Over and over again, the same brain-boiling degree of pressure and urgency virtually every day for four long years. Why, we might ask, would any sane person aspire to the presidency? The answer may well be that the life of an American president cannot be adequately or accurately described or explained. It must be lived to be understood.

Each overwhelmingly important issue that Obama delineates is considered and debated in excruciating detail in “A Promised Land.” The book is pure, unadulterated Obama throughout: careful, thoughtful, slow, insightful, academic, sympathetic and empathetic, sincere, heart-lifting and heartbreaking. The text, as one would expect, is occasionally extremely witty; direct and unsparing in criticisms of all who Obama considers immoral, amoral, thoughtless, racist, or bigoted in any way. It’s also self-deprecating; often self-doubting; appreciative and effusive in his praise of those who work hard and conscientiously to offer him support and those who share his ideals and love of country; and always balanced. He finds and describes flaws and faults in those he admires, and he finds and points out positive character traits in his political foes — even Mitch McConnell. Grudgingly.

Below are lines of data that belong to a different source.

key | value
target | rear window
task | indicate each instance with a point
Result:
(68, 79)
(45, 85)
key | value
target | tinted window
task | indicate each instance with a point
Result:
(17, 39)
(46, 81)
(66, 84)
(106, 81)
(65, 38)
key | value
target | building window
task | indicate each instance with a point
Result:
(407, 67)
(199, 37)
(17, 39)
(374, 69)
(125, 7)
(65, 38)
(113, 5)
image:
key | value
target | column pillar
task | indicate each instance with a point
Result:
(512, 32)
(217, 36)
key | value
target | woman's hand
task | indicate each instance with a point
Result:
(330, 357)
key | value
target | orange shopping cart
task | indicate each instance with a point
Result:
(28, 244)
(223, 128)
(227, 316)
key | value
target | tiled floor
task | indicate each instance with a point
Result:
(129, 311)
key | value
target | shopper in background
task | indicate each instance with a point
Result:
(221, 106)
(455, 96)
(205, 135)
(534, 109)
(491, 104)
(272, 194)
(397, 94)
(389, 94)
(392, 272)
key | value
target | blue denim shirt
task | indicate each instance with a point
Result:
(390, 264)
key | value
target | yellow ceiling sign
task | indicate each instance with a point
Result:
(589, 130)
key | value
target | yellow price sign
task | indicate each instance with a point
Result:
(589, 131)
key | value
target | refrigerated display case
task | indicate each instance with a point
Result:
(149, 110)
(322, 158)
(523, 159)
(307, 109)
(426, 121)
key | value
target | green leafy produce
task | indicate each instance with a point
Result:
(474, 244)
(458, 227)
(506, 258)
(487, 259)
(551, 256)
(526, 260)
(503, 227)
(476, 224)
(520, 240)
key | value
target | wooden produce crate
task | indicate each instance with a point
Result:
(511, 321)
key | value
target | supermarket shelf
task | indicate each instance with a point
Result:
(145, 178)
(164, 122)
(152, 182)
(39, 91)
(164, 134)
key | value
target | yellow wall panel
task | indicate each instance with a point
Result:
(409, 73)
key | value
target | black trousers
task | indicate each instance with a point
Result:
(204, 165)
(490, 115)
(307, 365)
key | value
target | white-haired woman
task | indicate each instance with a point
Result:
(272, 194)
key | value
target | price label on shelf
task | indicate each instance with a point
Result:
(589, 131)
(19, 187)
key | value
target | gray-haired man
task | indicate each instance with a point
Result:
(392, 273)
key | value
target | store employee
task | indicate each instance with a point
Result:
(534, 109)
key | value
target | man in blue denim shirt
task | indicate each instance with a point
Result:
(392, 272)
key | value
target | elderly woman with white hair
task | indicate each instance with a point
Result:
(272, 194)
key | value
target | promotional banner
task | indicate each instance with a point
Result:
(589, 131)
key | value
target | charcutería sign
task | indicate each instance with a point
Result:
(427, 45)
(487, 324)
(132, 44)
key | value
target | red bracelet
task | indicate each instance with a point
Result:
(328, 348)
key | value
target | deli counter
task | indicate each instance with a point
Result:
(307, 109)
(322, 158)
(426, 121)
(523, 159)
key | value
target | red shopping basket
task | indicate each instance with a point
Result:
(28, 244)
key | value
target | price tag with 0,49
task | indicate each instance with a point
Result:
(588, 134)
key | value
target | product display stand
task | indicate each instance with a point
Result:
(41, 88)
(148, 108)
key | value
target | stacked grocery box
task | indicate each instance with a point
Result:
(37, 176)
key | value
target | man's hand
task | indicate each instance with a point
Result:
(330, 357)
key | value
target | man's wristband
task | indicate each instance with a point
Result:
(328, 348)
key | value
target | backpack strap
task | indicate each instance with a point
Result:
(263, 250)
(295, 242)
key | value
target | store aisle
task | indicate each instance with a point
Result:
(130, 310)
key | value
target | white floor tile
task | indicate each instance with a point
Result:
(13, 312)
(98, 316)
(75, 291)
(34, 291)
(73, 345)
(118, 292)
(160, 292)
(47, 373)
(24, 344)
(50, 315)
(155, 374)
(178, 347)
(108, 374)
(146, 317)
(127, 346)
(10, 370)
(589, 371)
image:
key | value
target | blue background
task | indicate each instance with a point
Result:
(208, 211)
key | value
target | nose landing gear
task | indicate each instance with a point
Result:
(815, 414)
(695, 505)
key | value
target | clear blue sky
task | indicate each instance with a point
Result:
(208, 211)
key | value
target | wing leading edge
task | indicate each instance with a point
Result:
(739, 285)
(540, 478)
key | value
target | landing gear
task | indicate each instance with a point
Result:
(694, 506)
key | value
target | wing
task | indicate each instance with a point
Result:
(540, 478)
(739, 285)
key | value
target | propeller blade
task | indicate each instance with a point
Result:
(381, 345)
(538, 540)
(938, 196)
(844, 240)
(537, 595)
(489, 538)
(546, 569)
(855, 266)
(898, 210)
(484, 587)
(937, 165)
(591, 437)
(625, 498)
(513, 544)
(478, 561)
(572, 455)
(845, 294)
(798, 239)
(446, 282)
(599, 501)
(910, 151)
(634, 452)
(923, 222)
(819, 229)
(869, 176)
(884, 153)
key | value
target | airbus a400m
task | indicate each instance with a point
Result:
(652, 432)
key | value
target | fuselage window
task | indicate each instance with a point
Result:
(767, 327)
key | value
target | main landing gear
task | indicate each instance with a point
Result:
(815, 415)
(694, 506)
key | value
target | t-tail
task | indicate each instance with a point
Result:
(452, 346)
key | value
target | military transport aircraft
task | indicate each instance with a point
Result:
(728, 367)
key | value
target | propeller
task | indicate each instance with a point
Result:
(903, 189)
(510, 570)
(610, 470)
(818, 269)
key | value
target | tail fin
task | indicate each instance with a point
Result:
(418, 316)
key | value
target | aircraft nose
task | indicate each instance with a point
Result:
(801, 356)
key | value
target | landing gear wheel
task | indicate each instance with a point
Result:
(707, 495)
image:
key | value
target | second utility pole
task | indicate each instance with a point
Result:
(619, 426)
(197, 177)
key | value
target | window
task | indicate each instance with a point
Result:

This huge literary accomplishment is by no means a page-turner. It is suspenseful only in its final section, the description of the capture and killing of Osama bin Laden. But the careful reader will ultimately be rewarded with a new understanding of American politics, American politicians, the mechanics of compromise, the necessity of understanding the “other” point of view, and most of all, the inside, outside, heart, and soul of Obama himself. Rarely have we been privy to such an all-encompassing study of the life and times and the mind and memories of a truly transformative global icon.

This review was first posted on Bookreporter.com. Review by Jack Kramer.